Is there an algorithm to determine which face of an n-dimensional hypercube is closest to a given point in $O(n\log(n))$?


Given a point in N-dimensional space, I’d like to be able to determine which face of an N-dimensional hypercube of edge length 1 that the point is closest to.

In the 2-dimensional case it’s fairly trivial, you simply split the square along its diagonals:

if (x < y) then     if (x + y < 0) then         // Side 1     else         // Side 2 else     if (x + y < 0) then         // Side 3     else         // Side 4  

In 3-dimensions, this becomes more complex; each face creates a ‘volume’ of points that are closest to it in the shape of a square based pyramid.

Visualisation of the 6 planes that form the 6 pyramids

Of course, given a point, it’s possible to determine which side of the 6 planes it lands on and using that information you can determine which face of the cube is closest.

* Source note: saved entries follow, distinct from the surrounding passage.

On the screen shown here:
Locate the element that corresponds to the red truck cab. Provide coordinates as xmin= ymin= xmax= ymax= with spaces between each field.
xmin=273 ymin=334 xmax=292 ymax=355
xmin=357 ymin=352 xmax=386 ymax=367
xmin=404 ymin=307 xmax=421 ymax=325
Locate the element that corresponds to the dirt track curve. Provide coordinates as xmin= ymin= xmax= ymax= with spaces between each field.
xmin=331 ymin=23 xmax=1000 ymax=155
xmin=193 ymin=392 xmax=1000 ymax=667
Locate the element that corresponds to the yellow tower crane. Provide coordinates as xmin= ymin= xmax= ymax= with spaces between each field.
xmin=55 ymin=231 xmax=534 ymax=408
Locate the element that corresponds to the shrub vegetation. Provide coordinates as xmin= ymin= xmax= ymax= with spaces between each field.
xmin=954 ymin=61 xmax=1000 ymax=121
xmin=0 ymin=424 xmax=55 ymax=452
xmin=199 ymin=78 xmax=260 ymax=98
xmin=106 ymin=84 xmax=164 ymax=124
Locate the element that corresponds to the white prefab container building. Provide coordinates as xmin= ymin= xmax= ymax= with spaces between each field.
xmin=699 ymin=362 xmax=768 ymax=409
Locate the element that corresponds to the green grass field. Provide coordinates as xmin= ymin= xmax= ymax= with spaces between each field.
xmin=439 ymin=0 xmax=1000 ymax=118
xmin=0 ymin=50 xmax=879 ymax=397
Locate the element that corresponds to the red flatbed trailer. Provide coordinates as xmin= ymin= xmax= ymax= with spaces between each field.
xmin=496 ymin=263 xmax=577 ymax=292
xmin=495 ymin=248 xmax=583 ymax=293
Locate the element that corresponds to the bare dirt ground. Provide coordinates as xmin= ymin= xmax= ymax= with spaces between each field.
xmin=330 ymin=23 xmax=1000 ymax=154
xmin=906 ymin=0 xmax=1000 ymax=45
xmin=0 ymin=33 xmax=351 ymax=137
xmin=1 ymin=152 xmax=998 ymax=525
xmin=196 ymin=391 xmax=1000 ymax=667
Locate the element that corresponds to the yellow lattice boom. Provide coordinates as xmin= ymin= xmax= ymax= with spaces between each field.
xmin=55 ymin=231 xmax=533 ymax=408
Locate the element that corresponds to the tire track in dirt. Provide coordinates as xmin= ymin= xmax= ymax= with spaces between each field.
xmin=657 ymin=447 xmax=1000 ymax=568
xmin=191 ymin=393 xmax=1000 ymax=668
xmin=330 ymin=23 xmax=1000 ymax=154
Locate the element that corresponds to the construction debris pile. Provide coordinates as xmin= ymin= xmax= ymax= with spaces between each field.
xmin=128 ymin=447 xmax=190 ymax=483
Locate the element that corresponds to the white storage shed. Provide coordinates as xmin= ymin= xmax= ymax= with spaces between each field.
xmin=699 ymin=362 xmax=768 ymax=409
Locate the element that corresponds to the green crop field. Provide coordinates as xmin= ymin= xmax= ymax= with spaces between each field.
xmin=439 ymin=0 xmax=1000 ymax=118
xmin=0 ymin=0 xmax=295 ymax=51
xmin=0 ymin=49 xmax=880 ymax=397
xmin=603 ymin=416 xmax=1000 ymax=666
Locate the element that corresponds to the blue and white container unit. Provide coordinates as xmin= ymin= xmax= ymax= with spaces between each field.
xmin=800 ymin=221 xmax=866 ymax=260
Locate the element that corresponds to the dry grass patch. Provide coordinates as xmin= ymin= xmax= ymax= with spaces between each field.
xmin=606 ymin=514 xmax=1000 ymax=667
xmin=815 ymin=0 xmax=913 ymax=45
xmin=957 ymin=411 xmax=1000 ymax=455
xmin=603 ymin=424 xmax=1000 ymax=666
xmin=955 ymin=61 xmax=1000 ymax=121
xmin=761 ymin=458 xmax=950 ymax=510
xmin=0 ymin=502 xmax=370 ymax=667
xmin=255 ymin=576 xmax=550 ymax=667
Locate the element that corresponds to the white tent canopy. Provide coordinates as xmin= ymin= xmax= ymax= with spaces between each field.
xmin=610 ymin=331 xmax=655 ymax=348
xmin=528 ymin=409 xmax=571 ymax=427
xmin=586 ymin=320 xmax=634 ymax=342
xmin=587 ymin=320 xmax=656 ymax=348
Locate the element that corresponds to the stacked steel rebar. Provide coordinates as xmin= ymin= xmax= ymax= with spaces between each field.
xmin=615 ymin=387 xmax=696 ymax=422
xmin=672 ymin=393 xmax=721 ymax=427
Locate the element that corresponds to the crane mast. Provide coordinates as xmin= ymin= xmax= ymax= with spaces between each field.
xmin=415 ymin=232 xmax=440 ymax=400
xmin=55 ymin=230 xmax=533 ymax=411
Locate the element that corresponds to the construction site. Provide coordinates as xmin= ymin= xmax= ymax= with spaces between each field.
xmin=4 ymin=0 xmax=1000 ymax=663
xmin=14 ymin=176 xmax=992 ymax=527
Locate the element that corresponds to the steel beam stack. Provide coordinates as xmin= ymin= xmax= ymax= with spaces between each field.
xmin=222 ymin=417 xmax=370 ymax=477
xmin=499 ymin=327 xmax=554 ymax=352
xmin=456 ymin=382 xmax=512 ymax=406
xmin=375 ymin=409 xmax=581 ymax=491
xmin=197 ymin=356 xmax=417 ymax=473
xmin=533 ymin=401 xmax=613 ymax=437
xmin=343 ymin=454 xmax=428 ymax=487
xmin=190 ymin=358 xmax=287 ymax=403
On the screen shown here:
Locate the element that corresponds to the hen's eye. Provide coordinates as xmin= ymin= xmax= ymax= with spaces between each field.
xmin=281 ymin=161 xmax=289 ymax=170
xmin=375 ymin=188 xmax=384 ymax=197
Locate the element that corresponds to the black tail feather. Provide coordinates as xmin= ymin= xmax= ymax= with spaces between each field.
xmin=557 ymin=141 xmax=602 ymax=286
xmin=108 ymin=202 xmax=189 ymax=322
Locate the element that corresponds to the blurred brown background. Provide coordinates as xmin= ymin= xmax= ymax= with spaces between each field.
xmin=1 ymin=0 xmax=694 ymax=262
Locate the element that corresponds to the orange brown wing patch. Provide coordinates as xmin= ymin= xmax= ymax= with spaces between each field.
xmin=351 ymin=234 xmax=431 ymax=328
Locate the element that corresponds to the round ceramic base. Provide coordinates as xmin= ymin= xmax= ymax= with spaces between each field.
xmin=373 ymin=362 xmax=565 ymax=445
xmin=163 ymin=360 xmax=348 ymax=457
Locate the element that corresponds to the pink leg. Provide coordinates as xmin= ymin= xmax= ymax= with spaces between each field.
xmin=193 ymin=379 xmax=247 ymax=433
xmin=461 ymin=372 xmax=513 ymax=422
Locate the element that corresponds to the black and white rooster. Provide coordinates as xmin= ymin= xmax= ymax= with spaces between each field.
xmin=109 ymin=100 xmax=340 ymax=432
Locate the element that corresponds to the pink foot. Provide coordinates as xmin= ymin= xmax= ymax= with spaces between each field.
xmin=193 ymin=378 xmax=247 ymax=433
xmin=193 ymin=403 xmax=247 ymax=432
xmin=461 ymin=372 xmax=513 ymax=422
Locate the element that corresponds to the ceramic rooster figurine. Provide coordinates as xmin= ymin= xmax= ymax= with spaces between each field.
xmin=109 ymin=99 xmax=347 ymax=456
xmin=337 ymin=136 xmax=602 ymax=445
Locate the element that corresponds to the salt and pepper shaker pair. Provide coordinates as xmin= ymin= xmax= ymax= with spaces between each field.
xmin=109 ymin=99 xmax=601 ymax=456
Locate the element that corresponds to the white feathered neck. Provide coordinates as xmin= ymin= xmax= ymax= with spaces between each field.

However this would involve running 6 separate checks.

Moving this into higher dimensions, a similar algorithm can be run on hypercubes, however, as the number of faces on a n-cube is $ 2^{n-2}{n \choose 2}$ , this quickly becomes computationally very expensive.

However, theoretically a perfect algorithm could cut the search space in half with every check, discarding half the faces each time.

This would give this hypothetical algorithm a runtime of $ O(\log_2(2^{n-2}{n \choose 2}))$ which can be simplified, if my rate of growth calculations worked out, to $ O(n\log(n))$

Is my logic correct here; can/does such an algorithm exist?